# Libraries ----
library(tidyverse)
library(nycflights13)
library(ggstance)
library(ggbeeswarm)
library(lvplot)
library(hexbin)
data("mpg")
data("diamonds")
smaller <- diamonds %>%
filter(carat < 3)
# For brevity, assign to objects
pmpg <- ggplot(data = mpg)
pdmd <- ggplot(data = diamonds)
str(mpg)
#> Classes 'tbl_df', 'tbl' and 'data.frame': 234 obs. of 11 variables:
#> $ manufacturer: chr "audi" "audi" "audi" "audi" ...
#> $ model : chr "a4" "a4" "a4" "a4" ...
#> $ displ : num 1.8 1.8 2 2 2.8 2.8 3.1 1.8 1.8 2 ...
#> $ year : int 1999 1999 2008 2008 1999 1999 2008 1999 1999 2008 ...
#> $ cyl : int 4 4 4 4 6 6 6 4 4 4 ...
#> $ trans : chr "auto(l5)" "manual(m5)" "manual(m6)" "auto(av)" ...
#> $ drv : chr "f" "f" "f" "f" ...
#> $ cty : int 18 21 20 21 16 18 18 18 16 20 ...
#> $ hwy : int 29 29 31 30 26 26 27 26 25 28 ...
#> $ fl : chr "p" "p" "p" "p" ...
#> $ class : chr "compact" "compact" "compact" "compact" ...
str(diamonds)
#> Classes 'tbl_df', 'tbl' and 'data.frame': 53940 obs. of 10 variables:
#> $ carat : num 0.23 0.21 0.23 0.29 0.31 0.24 0.24 0.26 0.22 0.23 ...
#> $ cut : Ord.factor w/ 5 levels "Fair"<"Good"<..: 5 4 2 4 2 3 3 3 1 3 ...
#> $ color : Ord.factor w/ 7 levels "D"<"E"<"F"<"G"<..: 2 2 2 6 7 7 6 5 2 5 ...
#> $ clarity: Ord.factor w/ 8 levels "I1"<"SI2"<"SI1"<..: 2 3 5 4 2 6 7 3 4 5 ...
#> $ depth : num 61.5 59.8 56.9 62.4 63.3 62.8 62.3 61.9 65.1 59.4 ...
#> $ table : num 55 61 65 58 58 57 57 55 61 61 ...
#> $ price : int 326 326 327 334 335 336 336 337 337 338 ...
#> $ x : num 3.95 3.89 4.05 4.2 4.34 3.94 3.95 4.07 3.87 4 ...
#> $ y : num 3.98 3.84 4.07 4.23 4.35 3.96 3.98 4.11 3.78 4.05 ...
#> $ z : num 2.43 2.31 2.31 2.63 2.75 2.48 2.47 2.53 2.49 2.39 ...
# ggplot(data = <DATA>) +
# <GEOM_FUNCTION>(
# mapping = aes(<MAPPINGS>),
# stat = <STAT>,
# position = <POSITION>
# ) +
# <COORDINATE_FUNCTION> +
# <FACET_FUNCTION>
geom_bar()
Description: Height of the bar proportional to the number of cases in each group (or if the weight aethetic is supplied, the sum of the weights).
Stat: geom_bar uses stat_count by default: it counts the number of cases at each x position.
pmpg + geom_bar(aes(manufacturer))
coord_flip()
Flip to read long variable names
pmpg + geom_bar(mapping = aes(manufacturer)) +
coord_flip()
pmpg + geom_bar(mapping = aes(manufacturer, color = class), show.legend = TRUE) +
coord_flip()
pmpg + geom_bar(mapping = aes(manufacturer, fill = class), show.legend = TRUE) +
coord_flip()
pmpg + geom_bar(mapping = aes(manufacturer)) +
facet_wrap(~ drv) +
coord_flip()
pdmd + geom_bar(mapping = aes(cut)) +
facet_wrap(~ color) +
coord_flip()
Stacking within one factor level.
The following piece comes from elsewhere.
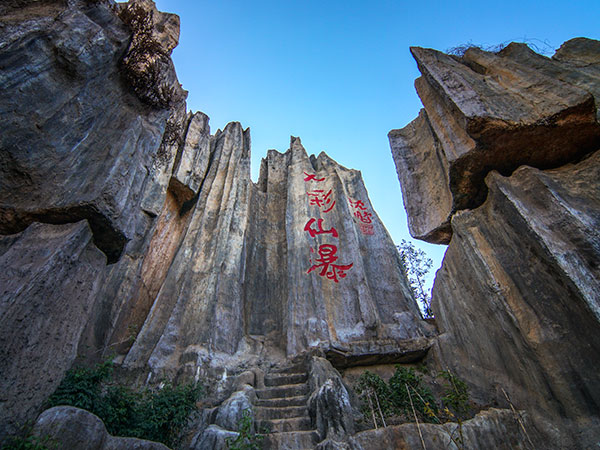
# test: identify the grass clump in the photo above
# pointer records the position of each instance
(154, 414)
(246, 439)
(406, 398)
Usually not as good as Dodging.
pdmd + geom_bar(aes(cut == 'ideal', fill = color))
pdmd + geom_bar(aes(cut == 'ideal', fill = color), position = "dodge")
Sometimes: filter the data first then plot, rather than trying to do everything in ggplot
ideal <- diamonds %>%
filter(cut == "Ideal")
Then plot against a second discrete variable
ggplot(ideal, aes(color, fill = color)) +
geom_bar(show.legend = FALSE) +
labs(x = "Color dist of Ideal cut")
ggplot(data = diamonds) +
geom_bar(mapping = aes(x = cut, fill = color), position = "stack") +
labs(title = "STACKED")
ggplot(data = diamonds) +
geom_bar(mapping = aes(x = cut, fill = color), position = "dodge") +
labs(title = "DODGED")
ggplot(data = diamonds) +
geom_bar(mapping = aes(x = cut, fill = color), position = "fill") +
facet_wrap(~ clarity) +
labs(title = "FILLED")
# this is a good one
ggplot(data = diamonds) +
geom_bar(mapping = aes(x = cut, fill = color), position = "fill") +
facet_wrap(~ clarity) +
coord_flip() +
labs(title = "FILLED")
Note: geom_histogrom()
with stat = "count"
is the same as geom_bar()
ggplot(data = diamonds) +
geom_histogram(mapping = aes(x = cut, fill = color), stat = "count", position = "fill") +
labs(title = "FILLED")
#> Warning: Ignoring unknown parameters: binwidth, bins, pad
A second type of bar charts.If you want the heights of the bars to represent values in the data, use geom_col instead.
Stat: geom_col uses stat_identity: it leaves the data as is. Requires assignment of a y-axis
Visualise the distribution of a single continuous variable by dividing the x axis into bins and counting the number of observations in each bin.
Histograms geom_histogram
display the count with bars; frequency polygons geom_freqpoly
, display the counts with lines. Frequency polygons are more suitable when you want to compare the distribution across a the levels of a categorical variable.
stat_bin
is suitable only for continuous x data. If your x data is discrete, you probably want to use stat_count
(which is effectively the same as geom_bar)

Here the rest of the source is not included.